Estuve esta mañana en el desayuno del Foro Nueva Economía, en el hotel Ritz. Hablaba Miguel Sanz, el presidente de Navarra.  Me cae muy bien este señor, no sólo porque esté de acuerdo en casi todo lo que dice (otros con los que me ocurre lo mismo me parecen insoportables y no digo nombres porque después todo se sabe), sino porque es valiente; le he oído decir verdades de a puño en muchas ocasiones sin complejos ni sonrojos. Es de la estirpe de Rosa Díez, de Esperanza Aguirre, de Teresa Jiménez Becerril, de María San Gil, y me pregunto por qué, a voz de pronto, sólo me salen nombres femeninos. Estas personas aquí nombradas difieren en estilos y tendencias y sin embargo tienen en común muchas cosas. La claridad con la que se expresan, la contundencia de sus opiniones, su estilo directo, ese no andarse por las ramas de la oratoria. También su pragmatismo: no se trata de quedar bien, sino de comunicar algo muy urgente, muy perentorio, que muchos piensan pero que pocos formulan y que es importante que llegue a su destino. Son momentos estos de mucho peligro, para Navarra, para España, para la Libertad.  No hay día que no nos reserve una sorpresa desagradable, que no sufra un revés el derecho y la justicia. 

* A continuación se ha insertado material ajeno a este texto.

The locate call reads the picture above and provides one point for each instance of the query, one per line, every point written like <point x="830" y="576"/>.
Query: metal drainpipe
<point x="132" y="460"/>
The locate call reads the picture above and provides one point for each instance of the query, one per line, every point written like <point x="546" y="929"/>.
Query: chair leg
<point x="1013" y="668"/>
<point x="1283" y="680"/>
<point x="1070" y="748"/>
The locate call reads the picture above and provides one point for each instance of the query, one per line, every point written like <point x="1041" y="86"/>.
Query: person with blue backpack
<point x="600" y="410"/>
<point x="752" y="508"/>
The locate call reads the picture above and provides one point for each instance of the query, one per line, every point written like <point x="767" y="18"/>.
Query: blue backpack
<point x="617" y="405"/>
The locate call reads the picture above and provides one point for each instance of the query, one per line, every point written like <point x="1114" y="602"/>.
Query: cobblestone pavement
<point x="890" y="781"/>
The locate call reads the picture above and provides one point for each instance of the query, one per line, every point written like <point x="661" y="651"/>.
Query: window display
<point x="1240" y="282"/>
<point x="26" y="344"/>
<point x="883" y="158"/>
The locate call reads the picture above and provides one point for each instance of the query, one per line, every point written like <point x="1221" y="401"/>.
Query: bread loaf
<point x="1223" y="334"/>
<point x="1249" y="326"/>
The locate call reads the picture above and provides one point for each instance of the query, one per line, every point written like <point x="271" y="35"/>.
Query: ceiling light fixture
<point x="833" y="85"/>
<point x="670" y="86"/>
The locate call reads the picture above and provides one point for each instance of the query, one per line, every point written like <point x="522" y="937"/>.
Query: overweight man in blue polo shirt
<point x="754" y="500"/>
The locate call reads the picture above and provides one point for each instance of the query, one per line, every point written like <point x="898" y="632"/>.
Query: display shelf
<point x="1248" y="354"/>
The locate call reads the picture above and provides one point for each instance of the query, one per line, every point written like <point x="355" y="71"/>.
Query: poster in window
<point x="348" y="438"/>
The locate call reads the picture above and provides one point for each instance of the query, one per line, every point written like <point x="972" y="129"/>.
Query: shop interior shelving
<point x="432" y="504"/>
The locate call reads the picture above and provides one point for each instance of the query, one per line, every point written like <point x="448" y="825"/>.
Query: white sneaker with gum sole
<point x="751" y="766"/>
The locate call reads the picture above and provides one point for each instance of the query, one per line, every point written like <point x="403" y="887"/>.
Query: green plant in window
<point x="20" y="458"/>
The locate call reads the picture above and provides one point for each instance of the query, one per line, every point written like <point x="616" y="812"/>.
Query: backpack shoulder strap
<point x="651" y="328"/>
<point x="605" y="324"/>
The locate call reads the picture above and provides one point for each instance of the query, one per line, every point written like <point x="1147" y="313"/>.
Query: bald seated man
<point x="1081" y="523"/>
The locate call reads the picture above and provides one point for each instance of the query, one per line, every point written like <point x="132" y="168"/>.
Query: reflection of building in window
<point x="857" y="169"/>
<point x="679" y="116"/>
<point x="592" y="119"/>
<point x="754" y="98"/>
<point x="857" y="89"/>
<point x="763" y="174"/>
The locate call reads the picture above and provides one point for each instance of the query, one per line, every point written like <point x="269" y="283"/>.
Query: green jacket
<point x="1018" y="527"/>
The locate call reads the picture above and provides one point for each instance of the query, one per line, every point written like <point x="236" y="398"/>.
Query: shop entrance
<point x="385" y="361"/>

Esto saca de quicio a la mayoría. A una amiga se le quemó la casa mientras estaba de viaje. Al parecer el fuego partió de su dormitorio. La instalación era vetusta y ahora las aseguradoras la acusan de neglicencia criminal. Nadie murió ni salió lesionado pero el edificio quedó prácticamente destruido. Me dice que corre el riesgo de ir a la cárcel. Lo entendería -comenta- en otras circunstancias, ¡pero ahora! ¡cuando de  Juana Chaos y Otegi se pasean impunemente por las calles! ¡Mucho ojo a quien crea que puede saltarse las leyes a la torera porque éstos anden sueltos! Para disfrutar de ese privilegio hay que haberse cargado a 25 personas, como poco. Pero si ha cometido el horrendo delito de no cambiar la instalación eléctrica en veinte años, rece para que no haya un incendio a sus espaldas. Caerá sobre usted toda la frustración y todo el peso de la ley.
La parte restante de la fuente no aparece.